Developers interested in high-end scalability, however, often try to use
lock-free algorithms. Locks can easily become a performance bottleneck as
the number of threads increases, so, if they can be eliminated, the kernel
will scale better. That is the motivation behind the use of techniques
like seqlocks and read-copy-update (RCU). The locking
requirement associated with
the kref type makes that type difficult to use with these techniques.
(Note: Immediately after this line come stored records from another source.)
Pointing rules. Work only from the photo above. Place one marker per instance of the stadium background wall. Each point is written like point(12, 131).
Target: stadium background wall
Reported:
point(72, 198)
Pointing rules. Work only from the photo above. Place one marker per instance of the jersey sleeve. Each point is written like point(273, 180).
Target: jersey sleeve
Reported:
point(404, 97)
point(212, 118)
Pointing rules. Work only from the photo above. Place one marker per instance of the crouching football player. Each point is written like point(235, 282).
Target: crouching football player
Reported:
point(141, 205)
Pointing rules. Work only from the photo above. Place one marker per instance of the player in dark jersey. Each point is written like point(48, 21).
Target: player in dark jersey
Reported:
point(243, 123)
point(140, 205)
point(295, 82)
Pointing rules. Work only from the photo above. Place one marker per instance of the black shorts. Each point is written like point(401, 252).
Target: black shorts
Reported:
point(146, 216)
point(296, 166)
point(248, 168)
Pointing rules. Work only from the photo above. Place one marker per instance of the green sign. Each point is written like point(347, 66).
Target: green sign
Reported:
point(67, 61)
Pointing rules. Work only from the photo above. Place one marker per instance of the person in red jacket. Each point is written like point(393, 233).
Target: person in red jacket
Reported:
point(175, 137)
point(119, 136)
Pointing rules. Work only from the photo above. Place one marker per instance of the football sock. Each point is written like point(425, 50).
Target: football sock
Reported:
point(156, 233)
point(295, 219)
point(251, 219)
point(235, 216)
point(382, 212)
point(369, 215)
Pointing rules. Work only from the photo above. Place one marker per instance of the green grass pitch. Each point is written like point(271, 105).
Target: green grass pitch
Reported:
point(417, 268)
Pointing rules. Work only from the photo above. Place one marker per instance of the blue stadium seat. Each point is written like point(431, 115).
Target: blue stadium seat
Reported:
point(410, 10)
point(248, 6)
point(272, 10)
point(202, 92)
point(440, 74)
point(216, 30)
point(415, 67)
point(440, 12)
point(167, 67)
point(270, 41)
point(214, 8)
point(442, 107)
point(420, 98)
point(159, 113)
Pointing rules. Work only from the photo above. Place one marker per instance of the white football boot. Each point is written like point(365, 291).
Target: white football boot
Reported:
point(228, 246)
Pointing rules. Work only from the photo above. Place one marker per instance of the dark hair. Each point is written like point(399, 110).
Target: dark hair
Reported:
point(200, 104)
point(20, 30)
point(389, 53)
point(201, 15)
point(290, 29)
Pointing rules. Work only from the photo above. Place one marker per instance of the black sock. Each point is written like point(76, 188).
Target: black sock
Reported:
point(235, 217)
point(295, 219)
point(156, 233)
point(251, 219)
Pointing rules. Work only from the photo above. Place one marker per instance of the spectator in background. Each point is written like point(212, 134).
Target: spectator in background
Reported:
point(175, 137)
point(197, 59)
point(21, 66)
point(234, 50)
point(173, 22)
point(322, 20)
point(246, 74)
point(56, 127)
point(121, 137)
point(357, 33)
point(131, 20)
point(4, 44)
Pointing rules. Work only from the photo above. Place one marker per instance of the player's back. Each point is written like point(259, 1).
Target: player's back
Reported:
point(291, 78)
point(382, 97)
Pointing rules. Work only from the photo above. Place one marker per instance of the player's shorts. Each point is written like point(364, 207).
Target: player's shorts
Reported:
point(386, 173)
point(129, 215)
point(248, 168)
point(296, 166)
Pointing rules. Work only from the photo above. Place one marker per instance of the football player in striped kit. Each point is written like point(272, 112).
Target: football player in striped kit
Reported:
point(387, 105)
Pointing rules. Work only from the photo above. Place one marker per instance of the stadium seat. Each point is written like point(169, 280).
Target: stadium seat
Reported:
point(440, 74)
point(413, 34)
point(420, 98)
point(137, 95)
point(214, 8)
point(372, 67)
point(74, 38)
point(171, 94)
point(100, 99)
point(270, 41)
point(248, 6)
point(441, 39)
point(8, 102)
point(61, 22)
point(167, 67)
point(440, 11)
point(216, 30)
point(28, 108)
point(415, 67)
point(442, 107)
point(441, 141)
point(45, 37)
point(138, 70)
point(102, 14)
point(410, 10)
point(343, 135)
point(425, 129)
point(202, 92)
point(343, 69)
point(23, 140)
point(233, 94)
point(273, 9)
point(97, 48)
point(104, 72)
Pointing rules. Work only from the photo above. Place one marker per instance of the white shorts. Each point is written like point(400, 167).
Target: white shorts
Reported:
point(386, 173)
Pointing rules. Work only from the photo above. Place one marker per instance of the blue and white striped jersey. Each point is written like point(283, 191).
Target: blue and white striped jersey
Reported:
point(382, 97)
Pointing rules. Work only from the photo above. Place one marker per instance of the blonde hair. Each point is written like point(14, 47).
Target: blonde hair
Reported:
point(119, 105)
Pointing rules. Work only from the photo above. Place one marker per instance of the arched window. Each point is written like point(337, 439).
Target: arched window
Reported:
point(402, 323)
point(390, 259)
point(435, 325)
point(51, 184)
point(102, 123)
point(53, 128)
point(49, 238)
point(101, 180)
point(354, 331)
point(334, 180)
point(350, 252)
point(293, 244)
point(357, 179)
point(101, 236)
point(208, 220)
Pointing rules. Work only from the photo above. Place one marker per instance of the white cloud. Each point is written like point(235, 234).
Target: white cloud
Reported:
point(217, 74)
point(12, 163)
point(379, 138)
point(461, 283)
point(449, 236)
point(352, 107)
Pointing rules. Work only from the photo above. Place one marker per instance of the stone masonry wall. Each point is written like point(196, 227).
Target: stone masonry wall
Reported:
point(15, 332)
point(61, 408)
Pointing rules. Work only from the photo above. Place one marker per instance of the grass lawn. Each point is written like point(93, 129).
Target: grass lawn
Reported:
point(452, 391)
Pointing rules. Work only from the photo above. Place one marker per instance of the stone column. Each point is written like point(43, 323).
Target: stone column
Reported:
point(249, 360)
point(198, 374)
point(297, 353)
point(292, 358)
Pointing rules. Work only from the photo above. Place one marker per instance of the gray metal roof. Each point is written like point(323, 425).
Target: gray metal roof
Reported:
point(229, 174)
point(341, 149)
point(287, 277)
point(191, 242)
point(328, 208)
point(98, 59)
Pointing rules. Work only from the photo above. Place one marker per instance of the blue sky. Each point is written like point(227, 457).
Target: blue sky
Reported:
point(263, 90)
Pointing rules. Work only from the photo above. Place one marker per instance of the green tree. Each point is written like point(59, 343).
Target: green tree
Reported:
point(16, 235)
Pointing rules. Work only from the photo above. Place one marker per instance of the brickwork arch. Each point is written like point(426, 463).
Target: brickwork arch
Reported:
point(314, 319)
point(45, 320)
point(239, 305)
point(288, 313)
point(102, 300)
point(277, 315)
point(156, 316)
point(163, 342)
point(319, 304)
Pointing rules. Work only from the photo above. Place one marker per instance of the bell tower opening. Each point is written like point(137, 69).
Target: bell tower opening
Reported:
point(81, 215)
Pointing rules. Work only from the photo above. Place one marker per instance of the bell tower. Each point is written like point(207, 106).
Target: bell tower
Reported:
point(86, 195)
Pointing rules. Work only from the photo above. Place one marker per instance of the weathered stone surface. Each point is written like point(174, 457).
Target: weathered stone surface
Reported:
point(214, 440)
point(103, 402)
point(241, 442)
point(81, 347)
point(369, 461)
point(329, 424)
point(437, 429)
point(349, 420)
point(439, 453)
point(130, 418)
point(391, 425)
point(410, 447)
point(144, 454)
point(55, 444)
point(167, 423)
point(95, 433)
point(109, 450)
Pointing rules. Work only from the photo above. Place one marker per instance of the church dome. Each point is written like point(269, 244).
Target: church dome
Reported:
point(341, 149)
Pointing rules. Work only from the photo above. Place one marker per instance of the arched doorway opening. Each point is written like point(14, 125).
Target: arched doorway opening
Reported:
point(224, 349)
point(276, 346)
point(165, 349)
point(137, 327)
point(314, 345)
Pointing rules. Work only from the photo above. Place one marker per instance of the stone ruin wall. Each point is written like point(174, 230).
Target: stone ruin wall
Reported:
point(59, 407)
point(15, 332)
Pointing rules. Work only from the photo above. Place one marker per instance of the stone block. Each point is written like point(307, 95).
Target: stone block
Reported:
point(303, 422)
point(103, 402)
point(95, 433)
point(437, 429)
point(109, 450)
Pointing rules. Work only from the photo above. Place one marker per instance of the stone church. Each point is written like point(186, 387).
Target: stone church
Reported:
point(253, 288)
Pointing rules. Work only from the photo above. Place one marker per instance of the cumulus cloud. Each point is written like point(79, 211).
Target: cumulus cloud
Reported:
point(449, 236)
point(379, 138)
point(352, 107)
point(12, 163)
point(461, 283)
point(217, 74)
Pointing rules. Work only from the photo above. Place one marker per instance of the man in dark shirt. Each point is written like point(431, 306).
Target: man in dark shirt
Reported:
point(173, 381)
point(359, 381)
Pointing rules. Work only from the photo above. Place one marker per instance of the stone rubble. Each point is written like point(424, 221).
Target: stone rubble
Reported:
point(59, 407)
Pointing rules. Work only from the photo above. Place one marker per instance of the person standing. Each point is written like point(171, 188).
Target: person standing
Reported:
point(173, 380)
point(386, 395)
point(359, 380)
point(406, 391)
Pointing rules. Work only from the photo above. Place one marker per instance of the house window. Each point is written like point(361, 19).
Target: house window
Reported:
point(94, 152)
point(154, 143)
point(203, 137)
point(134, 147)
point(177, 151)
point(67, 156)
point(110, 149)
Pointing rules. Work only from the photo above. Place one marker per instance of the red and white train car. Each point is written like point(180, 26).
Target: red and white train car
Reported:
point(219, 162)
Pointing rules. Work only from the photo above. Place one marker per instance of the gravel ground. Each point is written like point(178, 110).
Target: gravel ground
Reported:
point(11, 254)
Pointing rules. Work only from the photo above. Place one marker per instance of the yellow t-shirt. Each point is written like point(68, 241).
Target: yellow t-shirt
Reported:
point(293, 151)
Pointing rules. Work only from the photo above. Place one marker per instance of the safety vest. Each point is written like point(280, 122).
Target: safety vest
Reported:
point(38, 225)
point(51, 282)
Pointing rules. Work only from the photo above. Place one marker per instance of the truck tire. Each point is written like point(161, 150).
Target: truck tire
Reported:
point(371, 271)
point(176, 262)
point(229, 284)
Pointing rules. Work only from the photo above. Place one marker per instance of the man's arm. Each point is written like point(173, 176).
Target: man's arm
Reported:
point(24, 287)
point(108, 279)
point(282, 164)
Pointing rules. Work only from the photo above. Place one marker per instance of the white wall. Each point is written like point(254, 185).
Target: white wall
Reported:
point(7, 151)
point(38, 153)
Ravikiran G Thirumalai recently posted a patch entitled "Refcounting of objects part of a lockfree
collection" which implements a new locking type (called
refcount_t) for dealing with objects managed using no-lock
techniques. The explanation goes to great lengths to describe reference
counting issued when working with RCU, but, in the end, all the patch is
really doing, via a long path, is making a type which is like the
kref, but which is not subject to the race described above.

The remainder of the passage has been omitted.